Here is the real picture:
The photo shows Russian President Vladimir Putin sitting in the middle, but in fact he was not there and the image was doctored and it went viral befooling users on the social media.
Woman ‘undergoes 50 surgeries’ to look like Angelina Julie. Thanks to Photoshop
Nineteen-year-old Sahar Tabar made headlines across the globe for pictures with the claim that she underwent 50 surgeries to look like her Hollywood idol Angelina Jolie and sent shock-waves across social media.
It took only a day when it transpired that underwent a hectic half an hour of Adobe Photoshop to doctor images.
Fake Hurricane Irma video that drew 35 million views
A video was shared by a Facebook user named Hendry Moya Duran in September and captioned it: “Hurricane Irma” and the video acquired 35 million views.

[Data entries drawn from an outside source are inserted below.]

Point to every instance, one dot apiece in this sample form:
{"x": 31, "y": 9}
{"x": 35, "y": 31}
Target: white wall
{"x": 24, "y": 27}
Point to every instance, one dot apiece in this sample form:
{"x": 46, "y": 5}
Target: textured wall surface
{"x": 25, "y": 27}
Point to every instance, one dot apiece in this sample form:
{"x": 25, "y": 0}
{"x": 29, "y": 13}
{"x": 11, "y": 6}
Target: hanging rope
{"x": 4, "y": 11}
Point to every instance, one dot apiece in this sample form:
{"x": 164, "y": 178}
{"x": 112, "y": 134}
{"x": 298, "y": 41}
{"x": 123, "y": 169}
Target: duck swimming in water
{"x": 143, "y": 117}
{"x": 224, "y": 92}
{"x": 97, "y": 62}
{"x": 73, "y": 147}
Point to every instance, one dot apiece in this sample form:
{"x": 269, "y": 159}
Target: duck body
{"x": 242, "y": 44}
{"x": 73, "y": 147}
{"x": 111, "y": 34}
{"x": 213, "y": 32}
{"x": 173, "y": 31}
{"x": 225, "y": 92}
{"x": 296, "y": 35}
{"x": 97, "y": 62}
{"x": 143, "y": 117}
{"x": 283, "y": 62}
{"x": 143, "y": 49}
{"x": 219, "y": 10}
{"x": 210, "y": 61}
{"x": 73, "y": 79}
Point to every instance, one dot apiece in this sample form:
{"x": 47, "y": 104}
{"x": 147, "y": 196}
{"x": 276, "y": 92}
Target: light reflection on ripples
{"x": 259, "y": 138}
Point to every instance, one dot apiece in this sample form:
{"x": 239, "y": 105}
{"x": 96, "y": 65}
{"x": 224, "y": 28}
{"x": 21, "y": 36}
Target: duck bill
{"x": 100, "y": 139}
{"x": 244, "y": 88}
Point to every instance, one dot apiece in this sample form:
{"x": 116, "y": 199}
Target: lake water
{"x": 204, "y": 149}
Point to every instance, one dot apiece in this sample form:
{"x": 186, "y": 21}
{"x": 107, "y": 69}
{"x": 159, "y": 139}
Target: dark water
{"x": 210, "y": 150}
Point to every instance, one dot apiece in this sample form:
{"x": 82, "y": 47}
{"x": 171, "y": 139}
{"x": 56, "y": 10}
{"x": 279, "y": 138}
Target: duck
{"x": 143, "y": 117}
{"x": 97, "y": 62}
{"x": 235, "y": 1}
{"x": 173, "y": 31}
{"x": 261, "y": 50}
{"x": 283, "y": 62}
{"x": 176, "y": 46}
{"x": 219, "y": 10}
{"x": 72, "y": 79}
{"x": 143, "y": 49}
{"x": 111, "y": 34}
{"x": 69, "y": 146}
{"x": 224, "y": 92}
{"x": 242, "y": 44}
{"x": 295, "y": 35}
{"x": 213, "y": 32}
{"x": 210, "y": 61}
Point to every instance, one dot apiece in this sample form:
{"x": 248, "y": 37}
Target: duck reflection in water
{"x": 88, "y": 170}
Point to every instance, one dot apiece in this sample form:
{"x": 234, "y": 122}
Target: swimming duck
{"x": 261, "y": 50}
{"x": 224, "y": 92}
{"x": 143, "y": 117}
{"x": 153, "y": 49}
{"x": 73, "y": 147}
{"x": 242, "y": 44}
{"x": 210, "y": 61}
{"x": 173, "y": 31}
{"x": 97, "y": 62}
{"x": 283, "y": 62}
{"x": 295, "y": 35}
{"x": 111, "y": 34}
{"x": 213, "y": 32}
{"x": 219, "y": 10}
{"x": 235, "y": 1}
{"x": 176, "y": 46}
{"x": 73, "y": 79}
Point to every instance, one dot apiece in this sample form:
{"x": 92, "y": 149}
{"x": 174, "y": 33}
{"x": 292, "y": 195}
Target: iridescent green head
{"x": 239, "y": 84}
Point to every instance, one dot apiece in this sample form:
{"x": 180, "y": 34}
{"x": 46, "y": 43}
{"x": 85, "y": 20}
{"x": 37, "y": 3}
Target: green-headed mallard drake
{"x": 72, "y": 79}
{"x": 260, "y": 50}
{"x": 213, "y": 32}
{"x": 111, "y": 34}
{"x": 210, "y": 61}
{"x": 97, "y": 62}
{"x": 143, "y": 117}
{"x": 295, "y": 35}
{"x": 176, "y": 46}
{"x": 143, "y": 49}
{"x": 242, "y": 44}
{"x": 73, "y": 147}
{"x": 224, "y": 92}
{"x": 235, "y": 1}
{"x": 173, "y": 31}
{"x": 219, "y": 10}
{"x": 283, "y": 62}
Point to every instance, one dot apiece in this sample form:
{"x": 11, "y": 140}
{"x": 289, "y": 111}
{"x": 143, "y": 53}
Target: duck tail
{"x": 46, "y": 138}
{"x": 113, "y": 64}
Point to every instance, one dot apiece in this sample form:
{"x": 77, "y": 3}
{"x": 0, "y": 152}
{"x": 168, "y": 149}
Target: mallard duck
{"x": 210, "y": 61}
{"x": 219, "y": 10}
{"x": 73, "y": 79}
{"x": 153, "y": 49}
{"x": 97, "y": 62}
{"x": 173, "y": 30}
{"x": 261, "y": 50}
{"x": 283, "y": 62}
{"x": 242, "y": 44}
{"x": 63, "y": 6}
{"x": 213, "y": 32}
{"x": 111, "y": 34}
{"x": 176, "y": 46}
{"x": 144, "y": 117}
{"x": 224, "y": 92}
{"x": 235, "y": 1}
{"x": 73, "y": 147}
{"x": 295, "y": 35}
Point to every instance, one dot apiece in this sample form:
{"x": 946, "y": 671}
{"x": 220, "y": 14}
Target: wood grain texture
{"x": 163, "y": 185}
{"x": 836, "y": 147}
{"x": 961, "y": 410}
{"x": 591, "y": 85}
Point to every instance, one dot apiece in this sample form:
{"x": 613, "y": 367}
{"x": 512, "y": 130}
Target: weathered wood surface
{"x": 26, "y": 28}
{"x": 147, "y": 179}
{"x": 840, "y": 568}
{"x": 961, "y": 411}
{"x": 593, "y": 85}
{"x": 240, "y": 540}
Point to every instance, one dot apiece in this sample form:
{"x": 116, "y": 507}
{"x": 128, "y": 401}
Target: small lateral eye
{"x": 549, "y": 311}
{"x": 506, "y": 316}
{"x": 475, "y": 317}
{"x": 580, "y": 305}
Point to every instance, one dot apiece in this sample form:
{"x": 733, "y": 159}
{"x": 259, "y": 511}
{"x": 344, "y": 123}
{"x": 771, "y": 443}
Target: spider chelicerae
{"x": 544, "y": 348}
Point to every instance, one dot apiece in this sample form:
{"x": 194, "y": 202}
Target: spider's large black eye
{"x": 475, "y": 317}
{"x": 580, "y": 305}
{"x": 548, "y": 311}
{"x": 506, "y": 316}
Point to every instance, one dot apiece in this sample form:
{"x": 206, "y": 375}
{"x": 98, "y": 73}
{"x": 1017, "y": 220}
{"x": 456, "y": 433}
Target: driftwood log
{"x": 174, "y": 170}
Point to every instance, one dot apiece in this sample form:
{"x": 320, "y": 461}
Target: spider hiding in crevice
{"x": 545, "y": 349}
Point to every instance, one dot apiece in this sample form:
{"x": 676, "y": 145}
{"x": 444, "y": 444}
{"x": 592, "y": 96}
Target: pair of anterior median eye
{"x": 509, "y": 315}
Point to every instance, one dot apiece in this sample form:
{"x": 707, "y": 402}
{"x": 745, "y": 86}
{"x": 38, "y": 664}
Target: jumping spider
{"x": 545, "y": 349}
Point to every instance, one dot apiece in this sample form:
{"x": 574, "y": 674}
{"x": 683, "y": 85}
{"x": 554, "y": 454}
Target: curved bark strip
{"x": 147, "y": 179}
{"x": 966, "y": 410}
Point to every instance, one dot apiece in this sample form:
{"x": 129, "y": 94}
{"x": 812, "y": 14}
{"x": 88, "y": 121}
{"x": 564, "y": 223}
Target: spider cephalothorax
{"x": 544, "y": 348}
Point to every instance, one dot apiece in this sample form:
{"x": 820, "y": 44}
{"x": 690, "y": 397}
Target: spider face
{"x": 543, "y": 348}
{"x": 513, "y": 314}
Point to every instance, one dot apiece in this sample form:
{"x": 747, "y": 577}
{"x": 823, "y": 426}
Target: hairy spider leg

But later it was found that the video was fake and an old footage that had been online for over a year. Some users pointed out that the video was actually of a tornado hitting Uruguay in 2016.
Jacob Zuma mocked after doctored clip goes viral
South African president Jacob Zuma was cynosure of jokes when a video showing him went viral and showed he couldn’t pronounce the word “beginning”.
However, it was later found out that the flurry of “in the beginning” videos on YouTube were all fake, and people started posting the original video to reveal the truth behind it.
The original video is here:
Shark picture that fooled us all
Fake news sometimes comes with equal bang of breaking news. A Twitter user named Jason Michael posted a picture of a shark on the street of Houston, Texas, back in August when the US was hit by Hurricane Harvey, and it went viral. The picture drew more than 140,000 likes and over 87,000 shares.
But different from other fake stories, the user himself clarified that he knew it was fake and reasoned that he misspelled Harvey (#HurricaneHarvy in his tweet) and he didn’t delete it.
Blogger gets fame with edited pictures
Amelia Liana, travel blogger, made use to photoshop and her editing skills to get into news. But soon she was caught.
Liana had to face a lot of criticism online, and was brutally trolled on Twitter.
The seven-headed cobra that shocked the world
It was not just politicians and other celebrities that became an object of fake news alone. An image of this rather ordinary cobra was doctored to make it creepy looking seven-headed and people thought it was true.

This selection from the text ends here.